Our story begins with love and ends with love.  Revelation 21 says, “See, the home of God is among mortals. He will dwell with them (or he will simply be with them as he was on the seventh day).  They will be his peoples and God himself with be with them.  He will wipe away every tear from their eyes.  Death will be no more.  Mourning and crying and pain will be no more, for the first things have passed away.”  And God said, “See, I am making all things new.”  Sounds like love, doesn’t it.

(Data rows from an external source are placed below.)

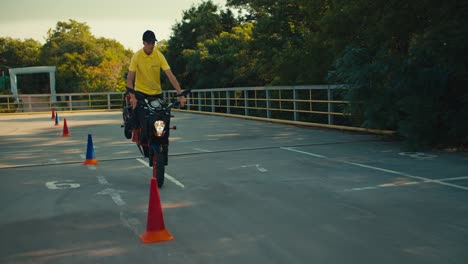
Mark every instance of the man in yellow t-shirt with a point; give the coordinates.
(143, 80)
(146, 64)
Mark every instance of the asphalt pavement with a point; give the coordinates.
(236, 191)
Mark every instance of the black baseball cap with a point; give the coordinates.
(149, 36)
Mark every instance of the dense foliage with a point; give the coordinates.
(84, 63)
(405, 62)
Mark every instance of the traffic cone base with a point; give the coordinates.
(156, 236)
(65, 132)
(56, 120)
(155, 228)
(90, 156)
(91, 162)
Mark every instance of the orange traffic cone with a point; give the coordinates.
(155, 228)
(56, 119)
(90, 156)
(65, 128)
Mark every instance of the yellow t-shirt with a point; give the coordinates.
(148, 71)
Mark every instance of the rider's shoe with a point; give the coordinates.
(165, 152)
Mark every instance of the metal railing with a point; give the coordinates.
(312, 105)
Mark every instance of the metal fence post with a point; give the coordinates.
(267, 92)
(213, 108)
(199, 101)
(228, 103)
(246, 103)
(295, 104)
(330, 105)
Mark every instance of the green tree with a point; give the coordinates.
(84, 63)
(199, 24)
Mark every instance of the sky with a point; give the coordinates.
(122, 20)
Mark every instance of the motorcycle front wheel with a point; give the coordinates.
(158, 166)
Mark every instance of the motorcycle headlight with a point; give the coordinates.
(159, 128)
(155, 104)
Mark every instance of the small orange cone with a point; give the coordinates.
(90, 156)
(56, 120)
(65, 128)
(155, 228)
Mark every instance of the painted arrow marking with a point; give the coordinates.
(114, 194)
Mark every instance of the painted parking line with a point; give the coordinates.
(423, 179)
(169, 177)
(400, 184)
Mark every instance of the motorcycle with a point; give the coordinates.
(157, 115)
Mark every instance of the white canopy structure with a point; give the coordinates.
(31, 70)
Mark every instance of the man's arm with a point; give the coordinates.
(130, 82)
(176, 85)
(130, 79)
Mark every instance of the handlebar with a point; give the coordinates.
(175, 102)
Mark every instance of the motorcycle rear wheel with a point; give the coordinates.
(158, 166)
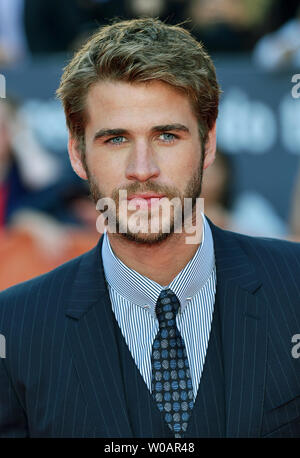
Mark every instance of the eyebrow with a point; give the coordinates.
(163, 128)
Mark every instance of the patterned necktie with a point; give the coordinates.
(171, 381)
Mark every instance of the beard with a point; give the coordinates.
(192, 191)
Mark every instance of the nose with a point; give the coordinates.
(142, 165)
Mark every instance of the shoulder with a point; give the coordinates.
(268, 251)
(24, 297)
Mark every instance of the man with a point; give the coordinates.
(148, 334)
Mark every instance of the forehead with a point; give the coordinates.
(150, 102)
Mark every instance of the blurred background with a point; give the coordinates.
(46, 215)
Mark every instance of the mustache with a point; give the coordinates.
(136, 188)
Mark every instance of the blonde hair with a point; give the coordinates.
(140, 50)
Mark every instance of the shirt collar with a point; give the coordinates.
(143, 291)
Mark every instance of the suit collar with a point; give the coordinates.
(232, 263)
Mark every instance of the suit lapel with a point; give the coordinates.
(94, 347)
(244, 335)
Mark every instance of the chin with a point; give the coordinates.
(146, 239)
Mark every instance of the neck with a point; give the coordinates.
(160, 261)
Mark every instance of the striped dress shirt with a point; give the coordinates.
(134, 296)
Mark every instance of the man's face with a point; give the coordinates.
(142, 138)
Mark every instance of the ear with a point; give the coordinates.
(75, 158)
(210, 148)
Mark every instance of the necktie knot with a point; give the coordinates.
(167, 308)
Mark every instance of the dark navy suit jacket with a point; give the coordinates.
(68, 371)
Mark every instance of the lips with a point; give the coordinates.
(146, 196)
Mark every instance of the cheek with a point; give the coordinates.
(107, 173)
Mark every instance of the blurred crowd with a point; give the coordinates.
(47, 218)
(30, 27)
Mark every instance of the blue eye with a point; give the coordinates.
(168, 137)
(116, 140)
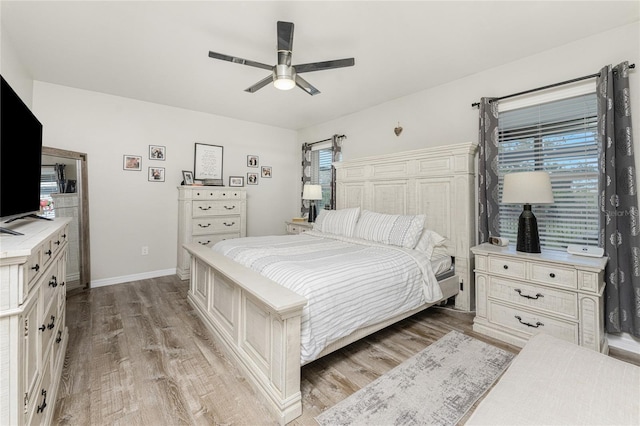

Faith, hope and love abide, these three, and the greatest of these is love.  Faith is trusting that God will do what God promised to do, and we just read that God promises to be with us.  Faith is trusting that God is here.  Hope is trusting in things not yet seen.  Hope is living as if the sun will rise tomorrow.  Hope is living according to the work of the Holy Spirit.  Love is certainly the greatest of these because it is the glue that holds faith and hope together.  It is the gift of God, which allows us to trust God and do what God is calling us to do.